Münchner Feuerwache im All

von Redaktion

Wo brennt es? Und wie stark? Das zeigt die Satellitenüberwachung von Ororatech – hier am Beispiel von Waldbränden auf Rhodos. Das System ermittelt auch andere Wärmequellen wie fahrende Schiffe oder startende Raketen. © Ororatech

München – Dual Use ist zum geläufigen Begriff geworden, seit mit dem Überfall auf die Ukraine vermeintlich zivile Technik in russischen Drohnen gefunden wurde. Doch es gibt keine scharfe Trennung zwischen militärischen und zivilen Erfindungen. Viele militärische Anwendungen lassen sich zum Beispiel beim Katastrophenschutz gut einsetzen. Oder ein ziviles Projekt kann sich als nützlich für die Verteidigung erweisen. So ist es bei Ororatech: Das Münchner Unternehmen detektiert aus dem Orbit Waldbrände, die gerade erst ausbrechen. Schnelle Erkennung hilft, Schäden in Millionen- oder gar Milliardenhöhe zu verhindern.

Doch die Technik aus München-Giesing ist sicherheitsrelevant. „Infrarot ist ein idealer Sensor um Aktivität zu erfassen,“ sagte Vertriebschef Axel Roenneke bereits im April gegenüber unserer Zeitung. „Das bedeutet: Wenn man Brände erkennen kann, sieht man auch, wo Raketen starten oder auch wo Schiffe mit abgeschalteten Transponder fahren.“

Nun wird Ororatec Partner im Joint Venture RISS– Rheinmetall Iceye Space Solutions. Es wurde vom Düsseldorfer Rüstungskonzern Rheinmetall und Iceye gegründet, einem finnischen Hersteller von Satelliten zur Erdbeobachtung. Iceye nutzt dabei eine spezielle Radartechnologie. Beide holten jetzt vier deutsche New-Space-Unternehmen als Partner an Bord.
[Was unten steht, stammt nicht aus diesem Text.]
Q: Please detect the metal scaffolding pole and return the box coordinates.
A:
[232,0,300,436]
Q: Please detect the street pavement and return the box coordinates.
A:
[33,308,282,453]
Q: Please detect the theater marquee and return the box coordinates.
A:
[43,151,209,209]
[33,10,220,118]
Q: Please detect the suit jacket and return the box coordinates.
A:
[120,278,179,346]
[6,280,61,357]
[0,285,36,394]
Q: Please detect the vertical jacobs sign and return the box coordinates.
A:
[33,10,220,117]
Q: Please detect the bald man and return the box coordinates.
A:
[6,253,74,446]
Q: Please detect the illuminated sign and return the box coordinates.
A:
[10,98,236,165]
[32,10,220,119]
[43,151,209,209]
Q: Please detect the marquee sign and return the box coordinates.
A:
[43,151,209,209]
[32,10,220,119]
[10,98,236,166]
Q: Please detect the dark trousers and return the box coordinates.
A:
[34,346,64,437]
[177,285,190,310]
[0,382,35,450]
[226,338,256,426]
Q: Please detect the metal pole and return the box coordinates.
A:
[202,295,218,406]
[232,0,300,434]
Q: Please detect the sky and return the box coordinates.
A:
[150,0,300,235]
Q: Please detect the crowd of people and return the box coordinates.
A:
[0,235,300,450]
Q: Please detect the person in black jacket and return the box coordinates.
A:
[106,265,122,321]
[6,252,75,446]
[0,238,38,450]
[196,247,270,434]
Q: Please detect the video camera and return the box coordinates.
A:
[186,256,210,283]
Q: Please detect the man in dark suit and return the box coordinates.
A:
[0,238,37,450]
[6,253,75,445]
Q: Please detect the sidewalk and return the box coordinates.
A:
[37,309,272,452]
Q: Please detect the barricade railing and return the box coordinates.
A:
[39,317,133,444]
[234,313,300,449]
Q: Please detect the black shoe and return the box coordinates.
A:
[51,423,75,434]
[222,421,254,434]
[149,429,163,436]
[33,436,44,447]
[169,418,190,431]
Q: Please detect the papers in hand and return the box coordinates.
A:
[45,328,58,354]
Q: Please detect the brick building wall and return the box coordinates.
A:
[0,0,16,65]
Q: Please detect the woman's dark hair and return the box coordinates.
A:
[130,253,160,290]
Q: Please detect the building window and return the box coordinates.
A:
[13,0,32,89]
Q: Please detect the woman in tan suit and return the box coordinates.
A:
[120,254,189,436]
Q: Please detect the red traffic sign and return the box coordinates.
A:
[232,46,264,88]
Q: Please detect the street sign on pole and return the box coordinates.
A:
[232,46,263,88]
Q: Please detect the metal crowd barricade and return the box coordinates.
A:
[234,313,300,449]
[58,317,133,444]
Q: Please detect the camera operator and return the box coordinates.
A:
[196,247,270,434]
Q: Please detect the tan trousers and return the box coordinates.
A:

Neben Ororatech sind das Reflex Aerospace, die an Satellitenplattformen arbeiten, Constellr, ein Spezialist für Wärmebilder, und LiveEO, Experte für Infrastrukturüberwachung.

Alle Unternehmen bringen spezielle Fähigkeiten in das gemeinsame Joint Venture ein. Am nächsten sind sich dabei scheinbar die Infrarot-Spezialisten Ororatech und Constellr. Doch beide setzen ähnliche Technik unterschiedlich ein. Ororatech überwacht die Erde großflächig und in kurzen zeitlichen Abständen nach Brandherden. Constellr spürt dagegen im Detail geringste Temperaturunterschiede und deren Ursachen auf. Das können etwa Trockenheit in Anbaugebieten oder Stressreaktionen bei Schädlingsbefall sein.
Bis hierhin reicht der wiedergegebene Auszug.